This article appeared in The Guardian Development Professionals Network on Friday 10 July, 2015.
Development economist Owen Barder gives an insight into what the coming five days of plenaries, roundtables and side events will be all about
What is FFD3 and what can we expect to happen in Addis Ababa?
This is the first of three summits in 2015 that aim to restate the world’s vision of shared, sustainable prosperity, and re-energise our efforts towards achieving it. FFD3 is the part that focuses mainly on where the money will come from. The meeting will be like a trade fair: thousands of politicians, policymakers, businesses, lobbyists, civil society representatives, media and the odd thinktanker will assemble for a dizzying smorgasbord of side events and private and public meetings. Apart from the negotiations themselves, you can expect to see some countries making announcements that they have held back or conjured up in the hope of getting some publicity.
Was there an equivalent summit when the millennium development goals (MDGs) were being decided 15 years ago? What’s changed in development financing since then?
World leaders met in Monterrey two years after the MDGs were agreed for the first Financing for Development conference. That meeting was the precursor to this summit. The Monterrey Consensus has stood the test of time pretty well – it covers not only overseas development assistance but also other forms of finance and the policies we need to pursue to meet our goals. The big difference in 2015 is the growing recognition that development cooperation is not just about aid. As the world shifts from ensuring that everyone has access to basic services – which is what the MDGs concentrated on – to a broader concept of sustainable development, we also need a wider concept of finance and policies to support development.
It will mainly come from private investment and domestic tax revenues.

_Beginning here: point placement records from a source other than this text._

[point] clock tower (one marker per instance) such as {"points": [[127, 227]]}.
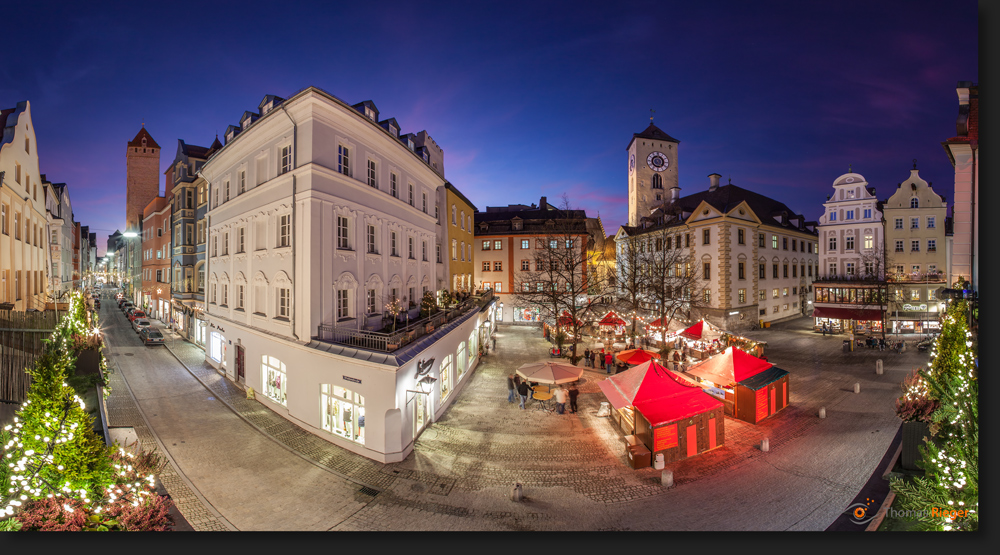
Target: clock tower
{"points": [[652, 171]]}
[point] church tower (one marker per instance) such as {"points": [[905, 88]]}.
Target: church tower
{"points": [[142, 177], [652, 171]]}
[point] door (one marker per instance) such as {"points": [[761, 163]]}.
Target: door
{"points": [[240, 363]]}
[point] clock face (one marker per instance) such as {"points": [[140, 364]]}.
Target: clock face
{"points": [[657, 161]]}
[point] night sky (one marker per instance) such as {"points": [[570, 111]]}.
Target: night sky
{"points": [[526, 99]]}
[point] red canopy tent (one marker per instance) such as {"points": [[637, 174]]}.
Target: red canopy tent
{"points": [[665, 413], [753, 389]]}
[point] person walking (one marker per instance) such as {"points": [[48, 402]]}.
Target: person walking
{"points": [[522, 390], [561, 397]]}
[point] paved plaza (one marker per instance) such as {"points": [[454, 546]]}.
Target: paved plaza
{"points": [[235, 465]]}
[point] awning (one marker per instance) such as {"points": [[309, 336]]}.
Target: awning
{"points": [[866, 314]]}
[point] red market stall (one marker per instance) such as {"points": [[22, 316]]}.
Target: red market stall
{"points": [[660, 412], [753, 389]]}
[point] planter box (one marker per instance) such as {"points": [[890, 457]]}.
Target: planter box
{"points": [[913, 437]]}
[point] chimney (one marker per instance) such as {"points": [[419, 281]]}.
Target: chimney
{"points": [[714, 180]]}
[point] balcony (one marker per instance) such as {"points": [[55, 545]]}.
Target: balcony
{"points": [[388, 342]]}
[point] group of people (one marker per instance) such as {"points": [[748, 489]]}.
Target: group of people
{"points": [[524, 389]]}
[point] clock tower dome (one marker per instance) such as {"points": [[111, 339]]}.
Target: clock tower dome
{"points": [[652, 171]]}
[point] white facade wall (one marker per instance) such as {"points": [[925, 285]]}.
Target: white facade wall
{"points": [[314, 267]]}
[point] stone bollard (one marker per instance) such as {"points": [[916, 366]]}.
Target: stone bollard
{"points": [[516, 494]]}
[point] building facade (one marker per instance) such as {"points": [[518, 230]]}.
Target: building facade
{"points": [[916, 257], [23, 256], [963, 151], [302, 264], [851, 294]]}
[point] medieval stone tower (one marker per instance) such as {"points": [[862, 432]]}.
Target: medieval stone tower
{"points": [[652, 171], [142, 177]]}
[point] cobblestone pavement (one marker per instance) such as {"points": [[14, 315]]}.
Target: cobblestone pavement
{"points": [[572, 467]]}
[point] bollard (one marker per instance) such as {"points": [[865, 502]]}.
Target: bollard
{"points": [[516, 493]]}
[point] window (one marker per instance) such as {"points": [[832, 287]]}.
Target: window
{"points": [[342, 233], [343, 412], [342, 304], [284, 302], [275, 379], [344, 160], [284, 230], [286, 159]]}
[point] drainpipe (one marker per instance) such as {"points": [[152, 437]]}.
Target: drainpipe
{"points": [[295, 153]]}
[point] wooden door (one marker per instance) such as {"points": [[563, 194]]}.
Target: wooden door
{"points": [[711, 433], [240, 363]]}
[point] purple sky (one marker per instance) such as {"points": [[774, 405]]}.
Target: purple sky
{"points": [[526, 99]]}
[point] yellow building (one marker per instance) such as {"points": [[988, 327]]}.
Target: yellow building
{"points": [[457, 227]]}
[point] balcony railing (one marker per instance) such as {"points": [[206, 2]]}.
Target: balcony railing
{"points": [[388, 342]]}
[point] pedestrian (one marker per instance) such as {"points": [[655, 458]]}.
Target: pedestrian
{"points": [[561, 396], [522, 391]]}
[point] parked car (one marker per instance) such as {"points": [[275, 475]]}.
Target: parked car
{"points": [[151, 336]]}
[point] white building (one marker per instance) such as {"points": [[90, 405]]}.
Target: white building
{"points": [[316, 222], [23, 258], [852, 254]]}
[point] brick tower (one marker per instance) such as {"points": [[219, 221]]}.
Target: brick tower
{"points": [[142, 177]]}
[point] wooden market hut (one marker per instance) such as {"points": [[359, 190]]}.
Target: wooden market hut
{"points": [[753, 389], [665, 414]]}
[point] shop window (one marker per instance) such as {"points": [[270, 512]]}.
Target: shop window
{"points": [[343, 412]]}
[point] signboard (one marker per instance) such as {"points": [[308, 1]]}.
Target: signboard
{"points": [[665, 437]]}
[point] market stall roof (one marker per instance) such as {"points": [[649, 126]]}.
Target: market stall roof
{"points": [[702, 330], [611, 319], [657, 393], [864, 314], [729, 367]]}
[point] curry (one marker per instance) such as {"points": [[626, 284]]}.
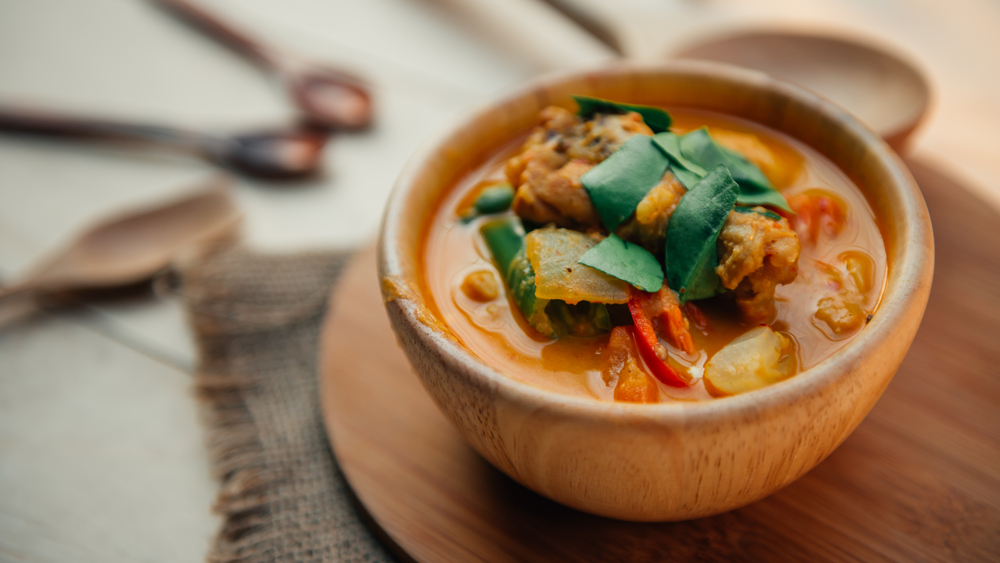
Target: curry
{"points": [[630, 253]]}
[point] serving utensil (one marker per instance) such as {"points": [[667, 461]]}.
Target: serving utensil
{"points": [[269, 154], [133, 246], [881, 87], [327, 97]]}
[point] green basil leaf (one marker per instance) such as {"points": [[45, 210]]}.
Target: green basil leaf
{"points": [[657, 119], [687, 173], [495, 199], [670, 144], [619, 182], [626, 261], [691, 256], [760, 211], [755, 188]]}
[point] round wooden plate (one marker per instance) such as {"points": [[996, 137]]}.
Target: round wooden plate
{"points": [[919, 479]]}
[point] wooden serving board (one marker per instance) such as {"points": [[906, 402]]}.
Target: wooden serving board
{"points": [[919, 480]]}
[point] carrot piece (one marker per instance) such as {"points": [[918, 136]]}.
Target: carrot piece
{"points": [[633, 384], [652, 352], [677, 325], [664, 305], [697, 316]]}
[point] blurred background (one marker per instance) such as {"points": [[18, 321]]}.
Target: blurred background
{"points": [[101, 456]]}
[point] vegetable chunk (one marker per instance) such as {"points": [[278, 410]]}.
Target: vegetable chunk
{"points": [[749, 362], [622, 369], [554, 255]]}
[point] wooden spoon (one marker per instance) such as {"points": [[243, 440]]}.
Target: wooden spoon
{"points": [[268, 154], [882, 88], [328, 98], [133, 246]]}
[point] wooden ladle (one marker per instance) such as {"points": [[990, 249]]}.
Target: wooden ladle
{"points": [[327, 97], [132, 247], [882, 88], [268, 154]]}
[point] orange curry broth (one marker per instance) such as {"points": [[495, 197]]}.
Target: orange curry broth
{"points": [[497, 333]]}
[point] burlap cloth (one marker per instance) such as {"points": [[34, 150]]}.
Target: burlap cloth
{"points": [[257, 320]]}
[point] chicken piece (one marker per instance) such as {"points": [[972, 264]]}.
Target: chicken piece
{"points": [[604, 134], [564, 192], [756, 254], [622, 369], [648, 228], [546, 174]]}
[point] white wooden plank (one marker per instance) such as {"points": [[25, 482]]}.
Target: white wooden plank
{"points": [[103, 458]]}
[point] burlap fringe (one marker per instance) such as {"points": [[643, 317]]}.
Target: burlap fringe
{"points": [[238, 459]]}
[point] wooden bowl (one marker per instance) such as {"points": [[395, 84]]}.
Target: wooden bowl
{"points": [[668, 461]]}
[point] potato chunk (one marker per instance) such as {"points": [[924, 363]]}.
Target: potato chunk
{"points": [[554, 254], [749, 362], [480, 286], [842, 312]]}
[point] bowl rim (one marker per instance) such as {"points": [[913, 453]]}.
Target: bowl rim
{"points": [[912, 264]]}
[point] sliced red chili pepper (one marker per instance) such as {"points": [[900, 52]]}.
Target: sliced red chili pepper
{"points": [[645, 338]]}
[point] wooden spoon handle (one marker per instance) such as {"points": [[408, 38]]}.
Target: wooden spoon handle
{"points": [[27, 121], [223, 31]]}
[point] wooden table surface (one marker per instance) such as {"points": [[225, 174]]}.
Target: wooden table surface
{"points": [[101, 456]]}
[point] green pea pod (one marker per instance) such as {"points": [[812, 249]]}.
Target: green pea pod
{"points": [[505, 240]]}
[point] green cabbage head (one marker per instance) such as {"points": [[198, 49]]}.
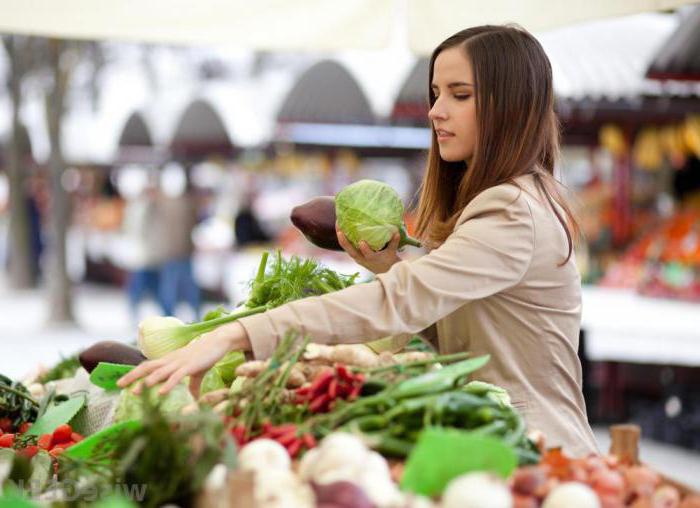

Foreign aid is already dwarfed by private financial flows, but it is still a precious resource, important because it reaches people and challenges that private finance alone cannot. Developing countries would rather have jobs than aid, though many will need both for a while. A key challenge is to help countries attract investment and growth so they can create jobs and income, and increase tax revenues to pay for public services.
The organisers have been talking a lot about partnership but who really holds the power at these negotiations and how might they use it?
These summits set global aspirations and norms, they are not binding treaties or contracts. In the end, countries will decide for themselves what they are going to do, but these meetings help frame their thinking, just as the MDGs helped to focus the world’s attention on reducing absolute poverty and improving access to key services. When the MDGs were agreed, it was natural to ask what rich countries could and should do for poor countries. The world is no longer divided into rich and poor in the same way, with the rise of emerging powers and the transition of many poor countries to middle income status. Today the discussion is more about the ways in which countries can work together to tackle shared challenges and priorities.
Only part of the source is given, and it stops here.